Worse yet, a 2022 report by the Urban Reform Institute titled “Demographia International Housing Affordability” found that Melbourne was now the fifth least affordable place in the world to buy a home.
This helps us contextualise why young people in Victoria may reluctantly end up staying at home with parents or rent-splitting with mates.
In fact, the premier ought to know the trend isn’t even new across the nation.
Australian Bureau of Statistics data shows a steady decline in youth homeownership over the past three decades.
Homeownership in the age bracket from 25 to 34 has dropped from 52 percent in the 1970s, right down to 37 percent in 2016. These figures are absolutely alarming.
We can see how average incomes aren’t able to keep up with rising property prices.

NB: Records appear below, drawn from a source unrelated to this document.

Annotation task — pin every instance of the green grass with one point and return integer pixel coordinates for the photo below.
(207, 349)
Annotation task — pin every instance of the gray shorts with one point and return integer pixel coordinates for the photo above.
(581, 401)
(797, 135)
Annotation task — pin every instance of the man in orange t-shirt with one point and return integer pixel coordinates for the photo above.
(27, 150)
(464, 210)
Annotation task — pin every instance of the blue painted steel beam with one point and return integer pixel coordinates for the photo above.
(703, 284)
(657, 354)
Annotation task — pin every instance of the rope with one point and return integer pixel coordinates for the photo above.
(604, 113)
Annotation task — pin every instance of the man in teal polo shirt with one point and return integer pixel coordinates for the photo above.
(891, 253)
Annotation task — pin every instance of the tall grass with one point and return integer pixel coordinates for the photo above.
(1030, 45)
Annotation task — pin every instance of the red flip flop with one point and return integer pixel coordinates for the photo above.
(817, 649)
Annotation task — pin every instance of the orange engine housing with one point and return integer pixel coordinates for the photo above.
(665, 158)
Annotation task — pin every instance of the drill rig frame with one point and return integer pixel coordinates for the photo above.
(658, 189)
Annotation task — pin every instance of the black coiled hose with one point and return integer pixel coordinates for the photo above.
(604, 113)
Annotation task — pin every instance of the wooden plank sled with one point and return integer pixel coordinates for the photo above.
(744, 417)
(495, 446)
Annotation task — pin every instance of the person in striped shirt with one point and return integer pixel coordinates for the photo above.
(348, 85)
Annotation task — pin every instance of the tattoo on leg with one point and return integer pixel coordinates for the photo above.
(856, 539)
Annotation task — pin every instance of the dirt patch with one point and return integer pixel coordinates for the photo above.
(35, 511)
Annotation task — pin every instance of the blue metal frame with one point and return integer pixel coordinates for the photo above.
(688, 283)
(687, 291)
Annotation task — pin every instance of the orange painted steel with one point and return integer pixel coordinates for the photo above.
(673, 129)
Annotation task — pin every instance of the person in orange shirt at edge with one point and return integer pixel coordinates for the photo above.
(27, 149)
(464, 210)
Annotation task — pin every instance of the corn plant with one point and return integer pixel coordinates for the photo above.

Homeownership should be seen as an existential issue for the future of free-market enterprise in Australia.
Owning a home affords us both a material and a moral stake in what lies ahead of us.
It brings a desire to preserve the surroundings of our local community. It helps embrace the opportunity to be responsive to collective decision making at the strata and council levels.
It helps us appreciate the virtue of private property, something we too often take for granted.
Remember that for most of humanity’s journey, people had to live under a system we now call serfdom.
What this meant was that most people who tended to be peasants and farmers would be permitted to work and live on large acres of land deemed to be the property of the ruling elite.
The Industrial Revolution gradually changed all that. It eventually resulted in the emergence of societies with much easier upward social mobility.
Our longest-serving Prime Minister, Sir Robert Menzies, argued that “… the home is the foundation of sanity and sobriety, it is the indispensable condition of continuity, its health determines the health of society as a whole.”
Menzies openly advocated for homeownership as a bulwark against communism in his initial two decades.
He believed that aspirational Australians who focused on paying down their mortgages would be less likely to revolutionise the world on ideological grounds.
Without a doubt, Australia should continue to remain a place that inspires every aspirational young individual to be able to own a home.
What we see at present is less mobility, rather than more.
Given how central homeownership is to the Australian way of life, Premier Andrews should be focused on lifting the barriers that make it difficult for young Victorians to own their first homes.
Falling short of that would give Victorians, young and old, an excellent reason to look at an alternative premier at the next polls.